Let's reckon the probability mass function for this distribution: an function $p(x,y)$ that gives the probability that, by the date Shen drawers $4$ slips, Ru has drawn $x$ slippers additionally Lung has drawn $y$ receipts.
- For this event, we have drawn ampere whole from $x+y+4$ slips, and that ultimate slip is the of Shen's.
- In am $\binom{x+y+3}{x,y,3} = \frac{(x+y+3)!}{x!\, y!\, 3!}$ types to choose who owners away the first $x+y+3$ slips. (This factor is identically to what we see for the negative multinomial distribution.)

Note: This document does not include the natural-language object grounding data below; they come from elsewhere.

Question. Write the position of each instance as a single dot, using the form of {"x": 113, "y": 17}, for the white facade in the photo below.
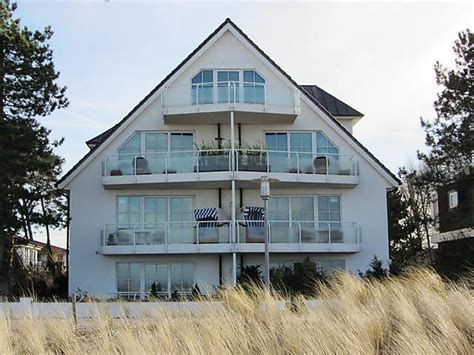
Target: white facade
{"x": 160, "y": 185}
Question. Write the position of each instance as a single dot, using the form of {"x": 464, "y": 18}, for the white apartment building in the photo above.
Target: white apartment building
{"x": 169, "y": 194}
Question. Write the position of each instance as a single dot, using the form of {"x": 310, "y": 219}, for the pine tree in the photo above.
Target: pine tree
{"x": 28, "y": 90}
{"x": 450, "y": 136}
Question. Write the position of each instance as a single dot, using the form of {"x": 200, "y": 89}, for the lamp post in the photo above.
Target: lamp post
{"x": 265, "y": 195}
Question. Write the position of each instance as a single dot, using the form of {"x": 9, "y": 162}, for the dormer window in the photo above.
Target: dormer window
{"x": 228, "y": 86}
{"x": 254, "y": 87}
{"x": 202, "y": 85}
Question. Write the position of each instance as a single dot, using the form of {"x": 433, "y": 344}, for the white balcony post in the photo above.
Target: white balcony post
{"x": 329, "y": 232}
{"x": 297, "y": 163}
{"x": 299, "y": 232}
{"x": 232, "y": 143}
{"x": 197, "y": 233}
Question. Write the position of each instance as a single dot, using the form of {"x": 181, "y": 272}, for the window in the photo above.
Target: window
{"x": 182, "y": 277}
{"x": 137, "y": 278}
{"x": 324, "y": 145}
{"x": 202, "y": 85}
{"x": 228, "y": 92}
{"x": 302, "y": 209}
{"x": 156, "y": 211}
{"x": 128, "y": 211}
{"x": 181, "y": 142}
{"x": 329, "y": 208}
{"x": 135, "y": 211}
{"x": 128, "y": 277}
{"x": 145, "y": 153}
{"x": 278, "y": 209}
{"x": 156, "y": 142}
{"x": 276, "y": 142}
{"x": 254, "y": 87}
{"x": 246, "y": 86}
{"x": 157, "y": 274}
{"x": 329, "y": 267}
{"x": 453, "y": 199}
{"x": 132, "y": 146}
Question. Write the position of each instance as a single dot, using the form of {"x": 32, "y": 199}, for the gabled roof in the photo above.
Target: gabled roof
{"x": 97, "y": 141}
{"x": 331, "y": 103}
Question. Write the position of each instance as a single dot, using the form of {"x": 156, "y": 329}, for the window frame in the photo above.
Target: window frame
{"x": 240, "y": 85}
{"x": 315, "y": 198}
{"x": 453, "y": 203}
{"x": 168, "y": 198}
{"x": 142, "y": 277}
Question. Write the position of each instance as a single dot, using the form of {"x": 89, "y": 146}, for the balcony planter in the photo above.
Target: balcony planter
{"x": 141, "y": 166}
{"x": 253, "y": 161}
{"x": 213, "y": 163}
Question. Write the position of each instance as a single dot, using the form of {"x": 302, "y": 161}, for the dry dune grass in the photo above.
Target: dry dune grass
{"x": 414, "y": 314}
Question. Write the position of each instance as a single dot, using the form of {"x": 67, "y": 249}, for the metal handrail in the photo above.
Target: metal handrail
{"x": 195, "y": 89}
{"x": 239, "y": 152}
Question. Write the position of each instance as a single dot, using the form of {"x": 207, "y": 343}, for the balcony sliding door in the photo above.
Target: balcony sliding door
{"x": 291, "y": 151}
{"x": 254, "y": 87}
{"x": 155, "y": 220}
{"x": 309, "y": 219}
{"x": 181, "y": 220}
{"x": 329, "y": 217}
{"x": 202, "y": 87}
{"x": 228, "y": 86}
{"x": 181, "y": 158}
{"x": 156, "y": 147}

- Let $n^{\underline r}$ mean the falling product $n(n-1)(\cdots)(n-r+1) = \frac{n!}{(n-r)!}$. Then there are $5^{\underline 4} \cdot 4^{\underline x} \cdot 4^{\underline y}$ ways to choose the specialist slips that we draw to match what we want, furthermore $13^{\underline{x+y+4}}$ total ways to decide $x+y+4$ slips.
So we get$$
p(x,y) = \frac{(x+y+3)!}{x!\,y!\,3!} \cdot \frac{5^{\underline 4} \cdot 4^{\underline x} \cdot 4^{\underline y}}{13^{\underline{x+y+4}}}.
$$
(Compare this to the expression $\frac{(x+y+3)!}{x!\,y!\,3!} \cdot \frac{5^4 \cdot 4^x \cdot 4^y}{13^{x+y+4}}$ that we'd get upon the detrimental multinomial distribution. The only difference really your that we replace influences with falling powers.)
If we now solve the problem the brute-force route and take $$\sum_{x=0}^3 \sum_{y=0}^3 p(x,y),$$ we get the probability $\frac{67}{117}$ that Shen catches.